TAMPA — Steven Stamkos stayed after Lightning practice the other day to shoot a commercial.
This one was for Nike Canada, based on the premise the 18-year-old will one day exceed the accomplishments that made him the NHL's top draft pick last summer.
The expectations are as high as those "Seen Stamkos?" billboards once planted along area highways.
Tonight, the portion of the Tampa Bay area not transfixed on playoff baseball will focus on the Lightning's future skating on home ice for the first time in a real NHL game.
Tampa Bay, meet Steven Stamkos. And vice versa.
"That's what every kid dreams of growing up, playing in that first game," Stamkos said. "It was a little weird playing over in Prague for the first game. We're in North America now, our home opener. I'm excited."
Lightning fans already have caught a glimpse of what the 6-foot-1, 196-pound center from Markham, Ontario, can do on the NHL level. He played in two preseason games here, and in the two televised season-opening losses to the Rangers in the Czech Republic.
When he signed a three-year rookie deal in July worth a possible $11.175-million, expectations grew.
He had 23 minutes, 18 seconds of ice time in the first two regular-season games, with more time in the second game than the first. He has three shots, including a breakaway attempt, and was whistled for a two-minute penalty at the end of the second game, a 2-1 loss. That hooking call left Tampa Bay short-handed for the final 59.7 seconds and ended any realistic chance it had of sending the game into overtime.
No one was dwelling on the mistake this week.
"He had great opportunities," captain Vinny Lecavalier said. "He could have had two or three goals by now. He just has to keep plugging away, and he's just going to get better every game. I think everyone's happy with the way he's playing. He's a great player, and he'll be great for a long time."
Stamkos at times has looked confident with the puck and shows an ability to create. He has been muscled around a bit by opponents and teammates, but he has shown an ability to fight through physical play.

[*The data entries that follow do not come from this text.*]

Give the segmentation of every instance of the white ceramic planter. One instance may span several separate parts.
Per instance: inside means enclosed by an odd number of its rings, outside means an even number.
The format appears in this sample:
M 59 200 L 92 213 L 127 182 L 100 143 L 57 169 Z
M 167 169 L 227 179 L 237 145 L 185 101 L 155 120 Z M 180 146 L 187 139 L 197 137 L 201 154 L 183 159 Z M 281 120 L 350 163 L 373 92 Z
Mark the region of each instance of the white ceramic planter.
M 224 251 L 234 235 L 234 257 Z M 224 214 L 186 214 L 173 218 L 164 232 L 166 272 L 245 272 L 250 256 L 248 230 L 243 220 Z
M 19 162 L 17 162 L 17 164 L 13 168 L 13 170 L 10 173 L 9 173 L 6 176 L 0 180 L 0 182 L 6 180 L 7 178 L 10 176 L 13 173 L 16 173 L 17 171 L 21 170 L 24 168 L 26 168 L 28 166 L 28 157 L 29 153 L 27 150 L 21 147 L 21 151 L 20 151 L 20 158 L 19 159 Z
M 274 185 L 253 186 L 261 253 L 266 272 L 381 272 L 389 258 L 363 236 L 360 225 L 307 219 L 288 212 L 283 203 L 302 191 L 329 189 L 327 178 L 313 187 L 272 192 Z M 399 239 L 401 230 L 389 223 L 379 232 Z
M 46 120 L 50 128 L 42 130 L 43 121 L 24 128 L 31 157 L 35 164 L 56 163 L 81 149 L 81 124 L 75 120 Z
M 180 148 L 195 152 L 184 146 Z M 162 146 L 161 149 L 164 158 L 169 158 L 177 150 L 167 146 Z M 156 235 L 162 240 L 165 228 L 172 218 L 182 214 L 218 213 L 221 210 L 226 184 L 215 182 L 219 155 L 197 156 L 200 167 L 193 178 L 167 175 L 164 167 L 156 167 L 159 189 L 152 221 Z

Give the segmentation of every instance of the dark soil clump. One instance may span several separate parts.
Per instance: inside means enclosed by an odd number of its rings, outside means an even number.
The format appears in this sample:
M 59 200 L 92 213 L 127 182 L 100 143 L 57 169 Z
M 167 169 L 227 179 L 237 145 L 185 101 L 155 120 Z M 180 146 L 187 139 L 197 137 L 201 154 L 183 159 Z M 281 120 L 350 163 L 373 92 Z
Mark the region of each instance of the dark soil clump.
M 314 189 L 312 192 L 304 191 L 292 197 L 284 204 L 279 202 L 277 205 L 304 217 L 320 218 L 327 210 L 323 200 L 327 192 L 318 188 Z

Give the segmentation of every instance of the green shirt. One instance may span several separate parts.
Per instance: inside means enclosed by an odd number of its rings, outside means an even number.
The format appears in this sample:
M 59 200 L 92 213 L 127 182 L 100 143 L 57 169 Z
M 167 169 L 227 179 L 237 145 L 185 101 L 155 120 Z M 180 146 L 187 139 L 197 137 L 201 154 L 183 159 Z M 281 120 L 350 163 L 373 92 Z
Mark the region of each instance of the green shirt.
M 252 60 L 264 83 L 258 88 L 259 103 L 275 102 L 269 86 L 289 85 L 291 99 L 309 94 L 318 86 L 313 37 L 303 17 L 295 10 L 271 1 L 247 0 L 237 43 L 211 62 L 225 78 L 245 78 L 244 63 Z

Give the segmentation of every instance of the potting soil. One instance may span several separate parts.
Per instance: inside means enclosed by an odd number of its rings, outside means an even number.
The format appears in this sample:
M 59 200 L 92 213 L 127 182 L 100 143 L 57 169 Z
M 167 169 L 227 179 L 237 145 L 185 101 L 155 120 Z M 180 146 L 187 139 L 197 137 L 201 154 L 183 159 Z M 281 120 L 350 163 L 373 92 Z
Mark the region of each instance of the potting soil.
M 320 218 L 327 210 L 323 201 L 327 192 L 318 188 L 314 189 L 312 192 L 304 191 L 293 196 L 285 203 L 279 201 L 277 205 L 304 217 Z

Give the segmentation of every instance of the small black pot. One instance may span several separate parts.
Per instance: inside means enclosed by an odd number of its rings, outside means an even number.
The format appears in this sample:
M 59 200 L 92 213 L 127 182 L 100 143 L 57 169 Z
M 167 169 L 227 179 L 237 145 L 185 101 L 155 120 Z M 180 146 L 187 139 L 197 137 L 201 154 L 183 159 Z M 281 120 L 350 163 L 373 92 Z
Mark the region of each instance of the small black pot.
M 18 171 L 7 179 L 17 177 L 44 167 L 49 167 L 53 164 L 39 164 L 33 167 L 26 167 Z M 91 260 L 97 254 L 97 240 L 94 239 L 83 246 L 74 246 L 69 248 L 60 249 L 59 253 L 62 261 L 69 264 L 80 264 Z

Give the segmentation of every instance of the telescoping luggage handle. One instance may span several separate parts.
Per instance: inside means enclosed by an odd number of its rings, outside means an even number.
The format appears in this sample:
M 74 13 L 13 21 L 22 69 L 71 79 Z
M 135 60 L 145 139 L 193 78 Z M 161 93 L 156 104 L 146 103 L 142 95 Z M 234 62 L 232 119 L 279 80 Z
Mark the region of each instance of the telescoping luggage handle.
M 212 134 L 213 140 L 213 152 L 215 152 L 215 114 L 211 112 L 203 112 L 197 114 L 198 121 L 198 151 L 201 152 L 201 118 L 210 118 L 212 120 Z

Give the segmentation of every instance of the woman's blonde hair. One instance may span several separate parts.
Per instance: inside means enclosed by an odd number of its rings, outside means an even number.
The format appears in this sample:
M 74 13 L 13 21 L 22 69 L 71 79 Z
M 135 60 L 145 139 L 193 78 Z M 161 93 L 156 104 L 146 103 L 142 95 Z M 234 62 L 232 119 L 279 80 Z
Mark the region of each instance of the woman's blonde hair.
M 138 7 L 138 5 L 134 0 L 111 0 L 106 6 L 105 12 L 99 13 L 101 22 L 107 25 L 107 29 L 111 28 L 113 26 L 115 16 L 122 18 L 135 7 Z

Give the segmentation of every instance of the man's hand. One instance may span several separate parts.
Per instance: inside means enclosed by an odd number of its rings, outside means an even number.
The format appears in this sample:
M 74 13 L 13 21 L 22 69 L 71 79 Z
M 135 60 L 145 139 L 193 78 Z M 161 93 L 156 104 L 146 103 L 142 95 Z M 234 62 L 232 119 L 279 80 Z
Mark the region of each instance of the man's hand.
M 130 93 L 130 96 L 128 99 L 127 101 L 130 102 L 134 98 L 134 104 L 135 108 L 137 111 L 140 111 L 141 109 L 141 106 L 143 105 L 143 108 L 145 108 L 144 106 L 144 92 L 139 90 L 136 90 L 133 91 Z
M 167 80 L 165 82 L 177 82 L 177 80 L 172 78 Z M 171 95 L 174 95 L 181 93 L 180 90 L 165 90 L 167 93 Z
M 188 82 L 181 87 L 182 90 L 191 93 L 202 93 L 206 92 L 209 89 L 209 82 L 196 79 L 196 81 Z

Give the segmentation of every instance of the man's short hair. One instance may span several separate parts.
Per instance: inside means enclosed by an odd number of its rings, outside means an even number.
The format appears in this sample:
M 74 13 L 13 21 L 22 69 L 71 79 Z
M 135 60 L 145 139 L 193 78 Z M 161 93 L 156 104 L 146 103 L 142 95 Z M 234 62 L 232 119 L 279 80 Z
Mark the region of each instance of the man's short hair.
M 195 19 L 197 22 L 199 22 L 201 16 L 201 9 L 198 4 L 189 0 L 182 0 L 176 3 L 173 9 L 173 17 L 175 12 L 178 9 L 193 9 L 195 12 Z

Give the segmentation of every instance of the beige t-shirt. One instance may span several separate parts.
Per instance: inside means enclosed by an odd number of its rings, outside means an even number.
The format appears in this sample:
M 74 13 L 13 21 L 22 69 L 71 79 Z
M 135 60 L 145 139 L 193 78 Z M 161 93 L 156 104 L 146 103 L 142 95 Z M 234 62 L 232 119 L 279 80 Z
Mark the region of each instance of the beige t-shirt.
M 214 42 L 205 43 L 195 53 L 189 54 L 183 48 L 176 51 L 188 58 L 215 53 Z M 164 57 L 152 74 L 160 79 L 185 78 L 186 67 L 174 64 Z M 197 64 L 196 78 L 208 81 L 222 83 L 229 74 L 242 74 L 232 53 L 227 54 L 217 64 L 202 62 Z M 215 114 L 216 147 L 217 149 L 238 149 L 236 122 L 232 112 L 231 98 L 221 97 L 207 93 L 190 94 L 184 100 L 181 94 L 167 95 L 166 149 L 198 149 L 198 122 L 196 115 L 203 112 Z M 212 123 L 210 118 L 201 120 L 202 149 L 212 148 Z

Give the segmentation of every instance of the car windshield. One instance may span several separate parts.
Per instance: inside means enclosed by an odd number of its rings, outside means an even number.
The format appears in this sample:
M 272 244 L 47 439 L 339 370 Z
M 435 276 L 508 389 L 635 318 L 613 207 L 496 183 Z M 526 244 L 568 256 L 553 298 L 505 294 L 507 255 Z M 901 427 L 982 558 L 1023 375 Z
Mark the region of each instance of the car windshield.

"He's got to get more aggressive, and he mentioned it, 'I'm giving these guys too much respect,' and he is," coach Barry Melrose said. "He can skate with anybody in the world. That's what he has to get to, to want to make plays and fly."
Throughout practice this week, Stamkos could be seen racing to pucks. During breaks, he asked veterans for pointers.
It's been 10 years since Lecavalier wore rookie skates as the Lightning's No. 1 draft pick at age 18. "I think he's doing pretty well," Lecavalier said of Stamkos. "He's been with the guys for two or three weeks now, and he's fitting in very well. … When I was 18, guys took care of me, and we're doing the same thing. He's a good kid."
Melrose said Stamkos is very coachable and eager to learn and improve. He spends lots of time with veterans such as Gary Roberts and Mark Recchi, who have become mentors on the pitfalls of NHL stardom.
"Gary's talking about how to be a pro, what to do, how to practice properly, how to eat properly, how to work out properly, things like that," Melrose said. "So (Stamkos is) getting a lot of help from the older players."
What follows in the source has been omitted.